Omdat de voetbrug zich op de grenslijn bevindt van de twee regimenten die op de vuurlijn vertoeven, wordt het III bat.van het 23ste linie eveneens aangevallen maar zij 11de comp. trekt er van door en laat het kanaal in de steek.

Intussen herstelt kolonel Devloo de verdedigingslijn van zijn 2de linie door er de 9de comp. in onder te brengen die zich bij zijn 3de erg toegetakeld compagnie aansluit, terwijl kolonel Dendal van het 23ste linie zich naar het kanaal begeeft waarvan hij de dijk opnieuw doet bezetten en er door het II bat. van kapitein-commandant Oborski een defensieve hoek laat vormen.

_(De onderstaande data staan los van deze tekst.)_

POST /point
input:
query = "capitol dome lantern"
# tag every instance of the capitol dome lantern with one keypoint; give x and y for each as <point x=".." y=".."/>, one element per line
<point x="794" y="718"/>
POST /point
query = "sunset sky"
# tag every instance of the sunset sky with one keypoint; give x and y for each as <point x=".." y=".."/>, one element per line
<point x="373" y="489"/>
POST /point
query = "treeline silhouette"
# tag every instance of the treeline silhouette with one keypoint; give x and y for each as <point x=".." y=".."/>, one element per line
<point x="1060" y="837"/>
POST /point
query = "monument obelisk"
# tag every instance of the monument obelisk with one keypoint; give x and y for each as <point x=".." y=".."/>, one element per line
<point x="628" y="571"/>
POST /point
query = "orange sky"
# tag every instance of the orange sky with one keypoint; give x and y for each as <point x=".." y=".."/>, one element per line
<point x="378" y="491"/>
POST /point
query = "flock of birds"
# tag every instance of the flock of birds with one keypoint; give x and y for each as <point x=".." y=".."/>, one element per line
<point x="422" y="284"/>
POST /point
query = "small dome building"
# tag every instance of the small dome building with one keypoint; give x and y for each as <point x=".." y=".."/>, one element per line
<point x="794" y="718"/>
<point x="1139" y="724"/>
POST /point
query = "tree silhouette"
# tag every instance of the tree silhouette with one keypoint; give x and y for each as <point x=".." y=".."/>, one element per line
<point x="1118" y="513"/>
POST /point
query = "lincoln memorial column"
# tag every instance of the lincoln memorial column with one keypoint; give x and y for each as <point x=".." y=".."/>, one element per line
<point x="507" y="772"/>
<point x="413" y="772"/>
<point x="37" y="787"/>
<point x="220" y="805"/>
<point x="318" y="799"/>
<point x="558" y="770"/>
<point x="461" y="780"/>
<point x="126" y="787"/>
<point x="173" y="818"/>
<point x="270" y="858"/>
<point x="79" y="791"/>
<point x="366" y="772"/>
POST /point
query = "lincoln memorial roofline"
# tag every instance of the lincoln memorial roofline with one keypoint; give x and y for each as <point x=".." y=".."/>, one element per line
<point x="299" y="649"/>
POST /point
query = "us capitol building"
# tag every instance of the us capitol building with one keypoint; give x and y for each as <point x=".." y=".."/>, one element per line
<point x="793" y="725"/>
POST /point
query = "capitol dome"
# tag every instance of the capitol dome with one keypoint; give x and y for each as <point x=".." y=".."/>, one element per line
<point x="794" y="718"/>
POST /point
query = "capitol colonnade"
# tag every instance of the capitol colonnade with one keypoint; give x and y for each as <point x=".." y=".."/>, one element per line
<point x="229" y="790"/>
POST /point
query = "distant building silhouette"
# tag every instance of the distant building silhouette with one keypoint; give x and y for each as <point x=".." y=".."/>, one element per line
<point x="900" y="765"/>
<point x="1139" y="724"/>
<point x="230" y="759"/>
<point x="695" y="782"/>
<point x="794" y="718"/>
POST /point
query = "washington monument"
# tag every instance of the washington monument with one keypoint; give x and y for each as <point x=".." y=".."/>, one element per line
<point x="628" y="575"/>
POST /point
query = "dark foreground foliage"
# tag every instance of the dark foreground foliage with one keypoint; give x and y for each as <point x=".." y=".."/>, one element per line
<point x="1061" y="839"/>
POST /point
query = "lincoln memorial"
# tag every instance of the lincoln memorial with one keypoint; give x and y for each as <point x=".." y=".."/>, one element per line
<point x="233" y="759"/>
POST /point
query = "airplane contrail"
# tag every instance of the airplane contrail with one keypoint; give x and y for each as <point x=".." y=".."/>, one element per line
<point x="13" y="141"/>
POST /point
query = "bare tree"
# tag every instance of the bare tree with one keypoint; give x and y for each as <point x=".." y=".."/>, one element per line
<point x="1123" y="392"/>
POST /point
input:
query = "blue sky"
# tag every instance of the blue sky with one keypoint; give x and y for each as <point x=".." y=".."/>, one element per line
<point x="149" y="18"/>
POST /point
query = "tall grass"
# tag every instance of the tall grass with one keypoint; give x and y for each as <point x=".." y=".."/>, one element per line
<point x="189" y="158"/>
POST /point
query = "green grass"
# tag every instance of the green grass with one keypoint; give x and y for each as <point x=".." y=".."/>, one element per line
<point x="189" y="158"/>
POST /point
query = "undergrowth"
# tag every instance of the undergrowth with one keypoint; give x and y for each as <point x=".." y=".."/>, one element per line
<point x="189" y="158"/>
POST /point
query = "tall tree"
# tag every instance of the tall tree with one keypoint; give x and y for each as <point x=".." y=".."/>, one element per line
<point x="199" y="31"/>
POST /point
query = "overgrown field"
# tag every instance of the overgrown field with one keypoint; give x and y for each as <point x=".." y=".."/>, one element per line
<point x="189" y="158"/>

Op 24 mei overlijd Eeklonaar Albrecht Spittael te Brugge aan opgelopen verwondingen. Hij was sergeant bij het 3de linie , II bat. 7de comp.

krijgsgevangenen worden ondervraagd door een Duitse militair.

Bertrand Vande Velde, soldaat bij het 2de linie , 3de comp.

Sneuvelde te Waarschoot op 24 mei.

24 mei 1940, Bertrand Van de Velde overlijdt tijdens een verre patrouille te Waarschoot..., Bertrand werd met een 6-tal man op patrouille gestuurd richting Stoktevijver - Waarschoot doch opgesteld met zijn gevechtsgroep even buiten het gehucht van Stoktevijver werden deze op 24 mei omstreeks 18u00 krijgsgevangen genomen en afgevoerd richting Waarschoot, daar aangekomen werden zij zoals  talrijke andere krijgsgevangenen door eigen artillerie beschoten (de Belgische artillerie schoot toen een spervuur af op alle invalswegen naar het kanaal toe) hij overleed ter plaatse.